Triggers

There are going to be conversation topics, movies, words, songs, scents, items, and places that bring you back to the time when your parent died. These things can suddenly bring you back to a day, a week or just a moment. Whenever I smell strong cleaning products, I go back to that Tuesday night in the ICU room at Northwestern Memorial Hospital.

My dad called my sister and me in to say goodbye because they were almost positive my mother was not going to make it until morning. We walked into the waiting room. Then we had to go into the patient area. As I walked through the double doors, the strong scent of cleaning products hit me and I couldn’t breathe. As we stepped through the first set of curtains, the smell got stronger.

There she was, hooked up to tons of machines; she was ghostly white and her eyes were closed; her chest rose and fell in tandem with the machine to her right. Every time I catch a whiff of cleaning products, I am taken back to this particular moment.

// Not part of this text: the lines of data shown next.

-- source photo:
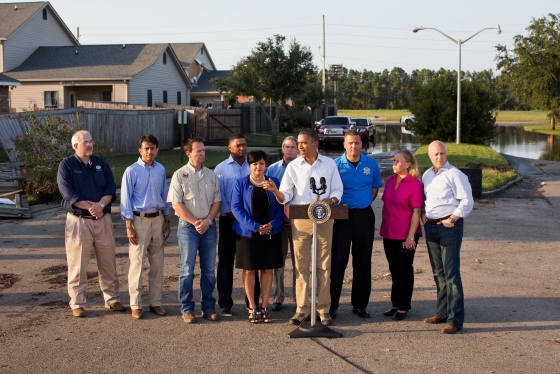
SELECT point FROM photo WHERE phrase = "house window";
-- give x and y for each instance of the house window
(51, 99)
(105, 95)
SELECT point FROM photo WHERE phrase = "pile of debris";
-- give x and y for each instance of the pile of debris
(13, 201)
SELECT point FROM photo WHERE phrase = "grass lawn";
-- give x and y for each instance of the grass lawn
(495, 170)
(538, 116)
(543, 129)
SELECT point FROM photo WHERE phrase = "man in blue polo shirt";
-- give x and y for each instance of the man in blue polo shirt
(359, 174)
(87, 187)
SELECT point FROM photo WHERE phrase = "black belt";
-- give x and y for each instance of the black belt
(86, 217)
(437, 221)
(147, 215)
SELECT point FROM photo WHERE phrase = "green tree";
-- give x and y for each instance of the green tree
(435, 110)
(532, 68)
(271, 72)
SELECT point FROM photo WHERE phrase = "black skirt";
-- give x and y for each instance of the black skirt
(259, 252)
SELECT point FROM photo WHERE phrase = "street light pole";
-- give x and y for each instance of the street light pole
(459, 43)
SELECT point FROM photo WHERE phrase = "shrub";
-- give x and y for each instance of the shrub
(45, 143)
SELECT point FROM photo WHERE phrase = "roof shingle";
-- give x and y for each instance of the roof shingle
(11, 19)
(88, 62)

Everybody goes back to a different moment and has a different trigger. These triggers will last for years, but they fade over time. Even now, three years later, my heart still beats faster when I pass my trigger; I know how to control it better now. With time you will learn to control your reaction to the trigger, and when you encounter that trigger, do not to close your eyes and shy away from it. While that usually that calms a person down, in this situation, it can potentially incite that person to sucked more deeply into that scary moment. Keep in mind that although triggers are scary, they are also manageable.